Keragaman problematika sosial kultural tersebut selalu menjadi daya tarik tersendiri untuk diangkat menjadi sebuah cerpen. Tidak perlu harus menerjemahkan problem masyarakat secara keseluruhan, cukup diambil bagian kecil dari kehidupan sosial budaya masyarakatnya, tetapi dikemas dengan memesona. Antologi Cerpen Pilihan Kompas 2012: Laki-laki Pemanggul Goni menawarkan keberagaman problem masyarakat tersebut sehingga pembaca yang heterogen tidak merasa terdiskriminasi.

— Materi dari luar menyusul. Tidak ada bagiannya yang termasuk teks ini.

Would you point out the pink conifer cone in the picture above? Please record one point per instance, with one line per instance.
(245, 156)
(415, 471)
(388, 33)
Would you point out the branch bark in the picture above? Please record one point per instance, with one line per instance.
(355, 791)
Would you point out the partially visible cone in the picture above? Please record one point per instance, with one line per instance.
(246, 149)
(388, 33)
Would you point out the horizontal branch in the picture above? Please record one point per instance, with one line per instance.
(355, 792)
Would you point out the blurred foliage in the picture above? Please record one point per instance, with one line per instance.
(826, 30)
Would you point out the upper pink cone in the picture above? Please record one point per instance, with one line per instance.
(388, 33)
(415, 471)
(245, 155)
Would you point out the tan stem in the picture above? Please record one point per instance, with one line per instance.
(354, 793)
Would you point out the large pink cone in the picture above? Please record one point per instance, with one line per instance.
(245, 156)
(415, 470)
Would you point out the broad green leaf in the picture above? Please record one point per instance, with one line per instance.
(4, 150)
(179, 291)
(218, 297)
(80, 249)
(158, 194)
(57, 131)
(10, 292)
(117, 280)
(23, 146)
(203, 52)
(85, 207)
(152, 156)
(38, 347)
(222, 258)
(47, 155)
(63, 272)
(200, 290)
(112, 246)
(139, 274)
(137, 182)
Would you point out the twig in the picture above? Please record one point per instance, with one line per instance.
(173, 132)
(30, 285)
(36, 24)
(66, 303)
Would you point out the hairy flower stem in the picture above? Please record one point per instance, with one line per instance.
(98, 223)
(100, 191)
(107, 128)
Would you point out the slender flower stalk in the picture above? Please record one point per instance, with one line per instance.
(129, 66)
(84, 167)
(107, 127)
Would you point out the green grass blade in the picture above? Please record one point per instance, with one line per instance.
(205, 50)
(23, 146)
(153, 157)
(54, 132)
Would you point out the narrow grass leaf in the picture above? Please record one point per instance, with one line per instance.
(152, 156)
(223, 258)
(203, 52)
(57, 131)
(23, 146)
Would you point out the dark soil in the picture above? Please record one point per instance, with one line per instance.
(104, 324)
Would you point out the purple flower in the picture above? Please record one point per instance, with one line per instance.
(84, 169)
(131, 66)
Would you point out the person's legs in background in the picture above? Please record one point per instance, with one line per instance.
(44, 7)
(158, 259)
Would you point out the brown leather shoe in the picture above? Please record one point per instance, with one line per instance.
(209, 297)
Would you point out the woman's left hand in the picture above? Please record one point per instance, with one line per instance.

Dalam antologi cerpen ini menampilkan dua puluh kisah yang memukau dan sangat kaya tafsir, yaitu “Laki-laki Pemanggul Goni” karya Budi Darma, “Mayat yang Mengambang di Danau” karya Seno Gumira Ajidarma, “Pohon Hayat” karya Mashdar Zainal, “Requiem Kunang-kunang” karya Agus Noor, “Batu Asah dari Benua Australia” karya Martin Aleida, “Pemanggil Bidadari” karya Noviana Kusumawardhani, “Ambe Masih Sakit” karya Emil Amir, “Renjana” karya Dwicipta, “Lengtu Lengmua” karya Triyanto Triwikromo, “Wajah Itu Membayang di Piring Bubur” karya Indra Tranggono, “Nyai Sobir” karya A. Musthofa Bisri, “Bu Geni di Bulan Desember” karya Arswendo Atmowiloto, “Jack dan Bidadari” karya Linda Christanty, “Perempuan Balian” karya Sandi Firly, “Dua Wajah Ibu” karya Guntur Alam, “Sepasang Sosok yang Menunggu” karya Norman Erikson Pasaribu, “Mayat di Simpang Jalan” karya Komang Adnyana, “Sang Petruk” karya GM Sudarta, “Kurma Kiai Karnawi” karya Agus Noor, “Angin Kita” karya Dewi Ria Utami.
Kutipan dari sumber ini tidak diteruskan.